I prezzi del petrolio hanno smorzato la corsa negli ultimi giorni dopo essersi avvicinati minacciosamente verso quota 100 dollari, ma si mantengono sempre abbondantemente sopra quota 90 dollari. Le tensioni su un possibile conflitto tra Russia e Ucraina non sono tramontate del tutto, sebbene Vladmir Putin abbia disposto la ritirata delle truppe dal confine.
Dagli Stati Uniti arrivano segnali di poca fiducia che realmente Mosca abbia rinunciato alle sue velleità belliche, considerando la mossa del Cremlino come facente parte di una precisa strategia che non promette nulla di buono. I rapporti tra la Russia e l'Occidente quindi continuano a essere tutt'altro che distesi e ciò si riflette nelle quotazioni del greggio che difficilmente invertiranno la rotta rialzista.

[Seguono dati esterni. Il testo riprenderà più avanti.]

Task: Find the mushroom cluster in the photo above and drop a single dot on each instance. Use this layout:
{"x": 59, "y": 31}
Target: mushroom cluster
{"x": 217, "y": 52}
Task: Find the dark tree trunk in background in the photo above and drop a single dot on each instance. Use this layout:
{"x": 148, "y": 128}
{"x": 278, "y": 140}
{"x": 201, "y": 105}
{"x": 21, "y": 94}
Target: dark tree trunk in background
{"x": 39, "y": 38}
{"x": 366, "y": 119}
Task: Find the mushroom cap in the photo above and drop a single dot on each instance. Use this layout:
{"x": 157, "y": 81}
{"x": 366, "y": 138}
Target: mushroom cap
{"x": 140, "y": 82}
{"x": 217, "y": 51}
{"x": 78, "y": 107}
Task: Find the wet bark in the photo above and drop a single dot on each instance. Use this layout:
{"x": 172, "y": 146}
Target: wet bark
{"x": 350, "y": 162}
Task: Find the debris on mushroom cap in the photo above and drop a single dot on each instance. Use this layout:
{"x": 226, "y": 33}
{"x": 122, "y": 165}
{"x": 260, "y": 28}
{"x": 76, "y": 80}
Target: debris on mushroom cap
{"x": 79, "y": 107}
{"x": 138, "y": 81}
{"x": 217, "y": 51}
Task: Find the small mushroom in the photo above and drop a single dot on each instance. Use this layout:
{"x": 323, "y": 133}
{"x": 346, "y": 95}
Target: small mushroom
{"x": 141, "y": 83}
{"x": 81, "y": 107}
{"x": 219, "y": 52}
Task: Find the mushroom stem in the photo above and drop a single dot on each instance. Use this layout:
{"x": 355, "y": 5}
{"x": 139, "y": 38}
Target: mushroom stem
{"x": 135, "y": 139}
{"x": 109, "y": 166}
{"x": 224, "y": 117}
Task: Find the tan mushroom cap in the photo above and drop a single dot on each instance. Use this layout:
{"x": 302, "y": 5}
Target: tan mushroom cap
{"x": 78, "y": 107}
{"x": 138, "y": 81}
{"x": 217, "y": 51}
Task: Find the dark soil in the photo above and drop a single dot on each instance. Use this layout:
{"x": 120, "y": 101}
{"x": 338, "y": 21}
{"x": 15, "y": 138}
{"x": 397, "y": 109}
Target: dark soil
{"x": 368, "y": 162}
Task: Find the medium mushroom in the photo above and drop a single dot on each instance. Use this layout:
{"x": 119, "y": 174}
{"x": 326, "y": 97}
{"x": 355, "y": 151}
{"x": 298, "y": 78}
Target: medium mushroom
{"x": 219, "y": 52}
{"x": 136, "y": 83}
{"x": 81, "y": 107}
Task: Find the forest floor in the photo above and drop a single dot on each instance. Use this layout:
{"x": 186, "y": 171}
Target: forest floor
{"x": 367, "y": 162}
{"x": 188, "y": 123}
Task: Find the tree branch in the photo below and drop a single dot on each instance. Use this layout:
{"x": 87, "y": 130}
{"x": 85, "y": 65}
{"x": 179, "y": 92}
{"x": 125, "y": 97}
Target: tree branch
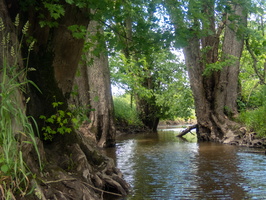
{"x": 187, "y": 130}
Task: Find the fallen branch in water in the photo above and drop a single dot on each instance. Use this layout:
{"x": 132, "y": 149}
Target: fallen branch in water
{"x": 187, "y": 130}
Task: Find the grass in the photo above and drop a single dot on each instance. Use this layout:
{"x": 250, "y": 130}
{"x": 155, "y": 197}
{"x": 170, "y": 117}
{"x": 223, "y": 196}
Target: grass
{"x": 15, "y": 128}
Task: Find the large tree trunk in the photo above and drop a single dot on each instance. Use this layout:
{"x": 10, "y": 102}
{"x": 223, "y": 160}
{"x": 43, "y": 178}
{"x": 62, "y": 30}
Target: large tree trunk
{"x": 102, "y": 117}
{"x": 73, "y": 169}
{"x": 215, "y": 95}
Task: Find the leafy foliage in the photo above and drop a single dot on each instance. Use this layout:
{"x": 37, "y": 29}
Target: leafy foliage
{"x": 58, "y": 123}
{"x": 15, "y": 128}
{"x": 168, "y": 89}
{"x": 125, "y": 111}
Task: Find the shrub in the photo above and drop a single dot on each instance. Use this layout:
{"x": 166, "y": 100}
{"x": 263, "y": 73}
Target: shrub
{"x": 255, "y": 120}
{"x": 125, "y": 112}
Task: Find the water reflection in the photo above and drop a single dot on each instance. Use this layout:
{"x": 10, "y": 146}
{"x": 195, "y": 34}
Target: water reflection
{"x": 161, "y": 166}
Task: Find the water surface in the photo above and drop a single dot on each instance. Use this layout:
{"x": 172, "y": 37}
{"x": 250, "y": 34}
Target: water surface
{"x": 162, "y": 166}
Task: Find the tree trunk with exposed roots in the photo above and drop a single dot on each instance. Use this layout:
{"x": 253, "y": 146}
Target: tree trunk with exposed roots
{"x": 72, "y": 167}
{"x": 216, "y": 93}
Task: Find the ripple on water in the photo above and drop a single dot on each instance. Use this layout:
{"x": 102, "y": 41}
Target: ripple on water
{"x": 164, "y": 167}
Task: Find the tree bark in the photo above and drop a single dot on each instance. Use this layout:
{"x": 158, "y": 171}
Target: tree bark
{"x": 215, "y": 95}
{"x": 70, "y": 160}
{"x": 102, "y": 118}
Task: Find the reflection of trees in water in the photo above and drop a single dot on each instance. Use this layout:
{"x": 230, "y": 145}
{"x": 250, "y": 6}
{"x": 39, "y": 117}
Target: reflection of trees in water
{"x": 218, "y": 175}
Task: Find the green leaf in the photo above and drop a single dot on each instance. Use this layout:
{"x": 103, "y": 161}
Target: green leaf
{"x": 4, "y": 168}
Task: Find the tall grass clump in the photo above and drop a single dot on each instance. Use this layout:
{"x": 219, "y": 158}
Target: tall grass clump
{"x": 15, "y": 128}
{"x": 125, "y": 111}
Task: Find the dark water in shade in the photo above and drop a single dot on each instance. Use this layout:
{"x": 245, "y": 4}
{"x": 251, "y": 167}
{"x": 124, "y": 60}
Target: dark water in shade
{"x": 162, "y": 166}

Petrolio: 2 segnali indicano quotazioni a 100 dollari
Un segnale importante arriva dal prezzo del Dated Brent che nella giornata di ieri ha raggiunto i 100,80 dollari al barile per la prima volta dal 2014. Il Dated Brent si riferisce ai carichi fisici di greggio acquistati e venduti nel Mare del Nord e i prezzi spesso vengono presi a riferimento per misurare il valore dei derivati della materia prima, stabilendo una base rispetto alla quale milioni di barili al giorno vengono scambiati.
A differenza dei futures, il Dated Brent quindi riflette un prezzo del petrolio più immediato e l'aumento di valore dimostra come i commercianti siano disposti a pagare di più per assicurarsi barili da consegnare poi alle raffinerie, la cui domanda a sua volta continua a crescere in maniera considerevole.

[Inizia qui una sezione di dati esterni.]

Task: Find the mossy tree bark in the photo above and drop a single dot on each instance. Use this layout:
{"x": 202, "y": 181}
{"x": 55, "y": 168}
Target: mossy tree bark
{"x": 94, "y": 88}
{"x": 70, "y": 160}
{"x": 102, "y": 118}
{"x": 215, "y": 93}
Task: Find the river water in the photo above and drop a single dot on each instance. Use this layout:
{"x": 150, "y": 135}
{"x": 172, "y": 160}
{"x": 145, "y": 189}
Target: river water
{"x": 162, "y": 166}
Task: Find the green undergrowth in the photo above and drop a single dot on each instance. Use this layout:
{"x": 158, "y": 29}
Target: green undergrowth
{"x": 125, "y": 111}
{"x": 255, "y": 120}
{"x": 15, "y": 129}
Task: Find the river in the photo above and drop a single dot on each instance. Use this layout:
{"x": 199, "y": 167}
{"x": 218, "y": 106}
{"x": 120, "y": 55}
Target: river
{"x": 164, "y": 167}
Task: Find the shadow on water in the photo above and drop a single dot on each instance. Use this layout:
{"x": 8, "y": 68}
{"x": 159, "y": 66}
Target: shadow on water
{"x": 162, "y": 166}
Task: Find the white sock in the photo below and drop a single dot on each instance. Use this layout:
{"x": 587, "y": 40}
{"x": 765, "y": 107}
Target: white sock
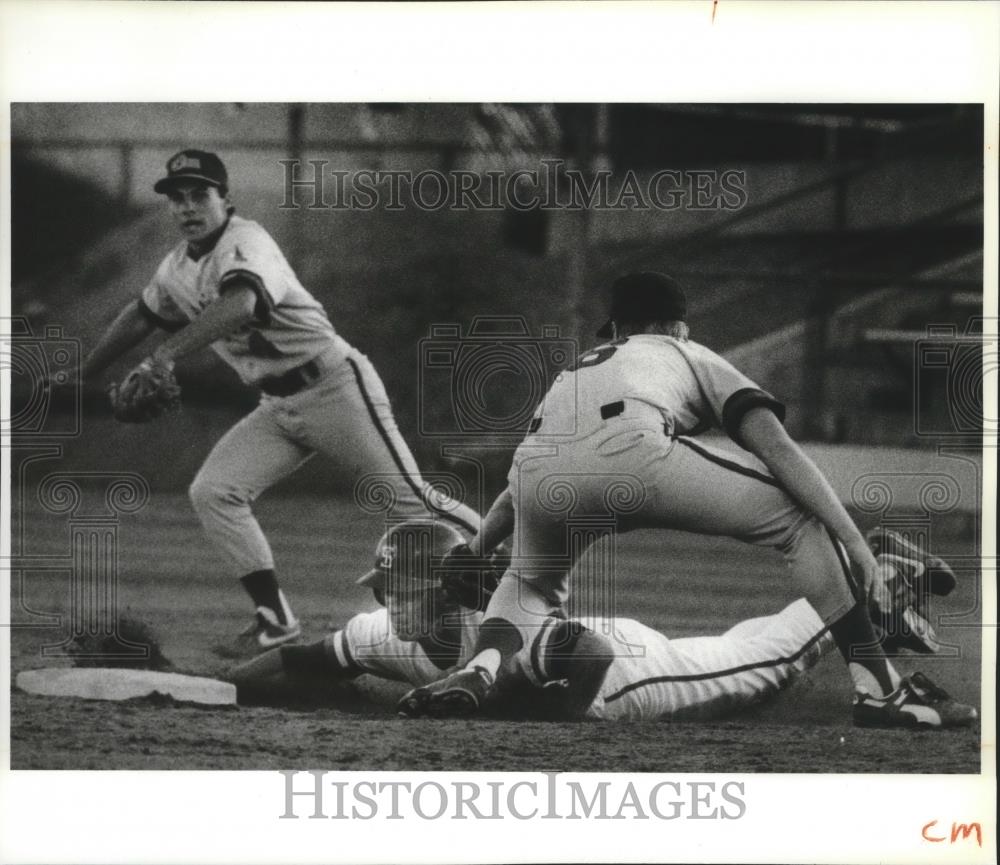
{"x": 487, "y": 659}
{"x": 865, "y": 681}
{"x": 287, "y": 610}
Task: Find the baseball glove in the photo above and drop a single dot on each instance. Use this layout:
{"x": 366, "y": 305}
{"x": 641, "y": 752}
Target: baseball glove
{"x": 469, "y": 580}
{"x": 147, "y": 392}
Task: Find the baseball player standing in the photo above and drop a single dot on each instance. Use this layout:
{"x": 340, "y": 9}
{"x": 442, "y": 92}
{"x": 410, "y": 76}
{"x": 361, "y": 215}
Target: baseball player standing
{"x": 227, "y": 285}
{"x": 613, "y": 440}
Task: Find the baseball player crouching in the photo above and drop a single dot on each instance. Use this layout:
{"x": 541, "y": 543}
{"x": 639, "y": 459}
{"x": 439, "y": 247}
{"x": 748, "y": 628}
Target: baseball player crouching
{"x": 614, "y": 441}
{"x": 227, "y": 285}
{"x": 604, "y": 669}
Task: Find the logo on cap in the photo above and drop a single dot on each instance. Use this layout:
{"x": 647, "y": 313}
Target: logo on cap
{"x": 388, "y": 554}
{"x": 182, "y": 161}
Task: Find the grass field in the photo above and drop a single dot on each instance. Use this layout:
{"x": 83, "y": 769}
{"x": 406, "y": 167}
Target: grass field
{"x": 169, "y": 576}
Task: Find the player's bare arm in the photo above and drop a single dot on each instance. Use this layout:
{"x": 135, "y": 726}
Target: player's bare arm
{"x": 229, "y": 313}
{"x": 767, "y": 439}
{"x": 129, "y": 329}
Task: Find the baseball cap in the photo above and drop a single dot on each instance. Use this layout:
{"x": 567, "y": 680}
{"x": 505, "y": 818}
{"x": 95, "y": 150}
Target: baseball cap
{"x": 193, "y": 165}
{"x": 410, "y": 550}
{"x": 645, "y": 296}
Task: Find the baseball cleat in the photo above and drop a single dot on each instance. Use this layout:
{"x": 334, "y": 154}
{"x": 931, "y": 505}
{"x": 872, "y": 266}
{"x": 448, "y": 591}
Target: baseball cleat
{"x": 936, "y": 577}
{"x": 455, "y": 696}
{"x": 917, "y": 702}
{"x": 265, "y": 632}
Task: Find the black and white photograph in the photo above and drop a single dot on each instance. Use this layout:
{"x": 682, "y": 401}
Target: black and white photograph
{"x": 539, "y": 442}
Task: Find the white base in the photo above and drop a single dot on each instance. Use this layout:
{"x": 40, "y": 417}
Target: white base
{"x": 108, "y": 683}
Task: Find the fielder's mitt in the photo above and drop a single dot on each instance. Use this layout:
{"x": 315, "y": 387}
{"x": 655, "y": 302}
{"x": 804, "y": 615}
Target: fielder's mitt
{"x": 469, "y": 580}
{"x": 147, "y": 392}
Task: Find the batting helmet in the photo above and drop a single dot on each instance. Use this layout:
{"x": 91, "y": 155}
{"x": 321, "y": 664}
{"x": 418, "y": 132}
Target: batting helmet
{"x": 411, "y": 551}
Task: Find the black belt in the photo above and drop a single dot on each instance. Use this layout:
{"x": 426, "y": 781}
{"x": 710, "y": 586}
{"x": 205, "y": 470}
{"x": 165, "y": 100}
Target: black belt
{"x": 608, "y": 410}
{"x": 291, "y": 382}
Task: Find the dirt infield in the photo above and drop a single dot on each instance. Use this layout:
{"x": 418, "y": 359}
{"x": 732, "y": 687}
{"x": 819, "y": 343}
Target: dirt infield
{"x": 169, "y": 576}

Un altro segnale significativo arriva dalla curva a termine del mercato dei futures. Il divario tra le quotazioni a breve e quelle a 6 mesi si è allargato fino a raggiungere 8,74 dollari al barile, come mai è successo dal 2007. Questo vuol dire che vi è una corsa sfrenata per accaparrarsi le forniture a breve, riflettendo un'urgenza che non si vedeva da tempo.
Petrolio: e se le quotazioni arrivassero a 150 dollari?

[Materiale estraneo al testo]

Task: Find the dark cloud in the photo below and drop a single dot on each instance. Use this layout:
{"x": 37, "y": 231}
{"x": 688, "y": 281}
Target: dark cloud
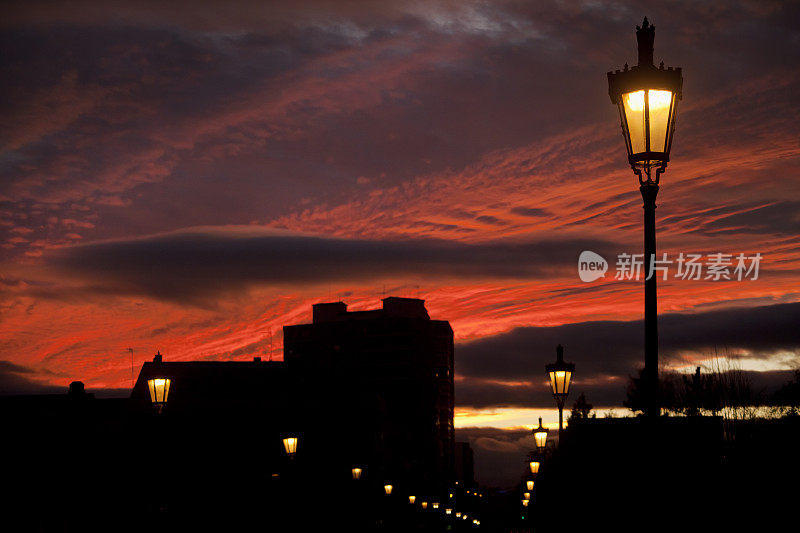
{"x": 606, "y": 353}
{"x": 194, "y": 266}
{"x": 531, "y": 212}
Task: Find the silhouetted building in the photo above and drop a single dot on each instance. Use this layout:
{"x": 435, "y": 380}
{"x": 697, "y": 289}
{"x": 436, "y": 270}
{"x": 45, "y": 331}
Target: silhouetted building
{"x": 377, "y": 388}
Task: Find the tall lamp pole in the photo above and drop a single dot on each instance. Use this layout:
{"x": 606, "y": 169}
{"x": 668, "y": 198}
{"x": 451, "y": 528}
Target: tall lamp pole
{"x": 647, "y": 97}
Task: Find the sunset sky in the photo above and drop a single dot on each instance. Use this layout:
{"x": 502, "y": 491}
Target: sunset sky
{"x": 190, "y": 177}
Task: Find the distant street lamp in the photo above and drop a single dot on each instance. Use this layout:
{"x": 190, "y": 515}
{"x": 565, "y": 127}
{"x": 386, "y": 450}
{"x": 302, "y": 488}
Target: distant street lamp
{"x": 159, "y": 392}
{"x": 560, "y": 378}
{"x": 540, "y": 436}
{"x": 290, "y": 445}
{"x": 647, "y": 97}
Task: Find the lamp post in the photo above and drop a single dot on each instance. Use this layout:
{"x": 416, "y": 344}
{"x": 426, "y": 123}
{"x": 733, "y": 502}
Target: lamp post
{"x": 540, "y": 436}
{"x": 560, "y": 378}
{"x": 647, "y": 97}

A determinare questa situazione non è solamente la questione Russia-Ucraina, avvalorata da una crisi energetica che sta colpendo al cuore le economie di gran parte dei Paesi a livello mondiale. Vi è anche il comportamento da parte dei membri che fanno parte dell'OPEC+ che non riescono a garantire un'offerta adeguata rispetto alla domanda. Le decisioni prese nelle ultime riunioni di pompare 400 mila barili a giorno in più non è stata osservata da diversi componenti del cartello e questo genera le solite faide interne che determinano tensioni nel mercato.
Alcuni analisti come RBC mettono in gioco la possibilità che nel corso del 2022 i prezzi dell'oro nero arrivino persino a 150 dollari al barile, che sarebbe il massimo di sempre, superando i 147 dollari del 2008. Gli esperti fanno un parallelo proprio con quanto successe quell'anno, quando il prezzo della benzina in USA superò i 4 dollari al gallone, corrispondenti a circa 5 dollari attuali considerando l'inflazione.
Il punto è che gli Stati Uniti rifiuterebbero totalmente uno scenario dove la benzina costerebbe così tanto rispetto ai 3,5 al gallone attuali, per questo la Casa Bianca ha promesso una qualche forma di intervento se si dovesse configurare una situazione così disastrosa.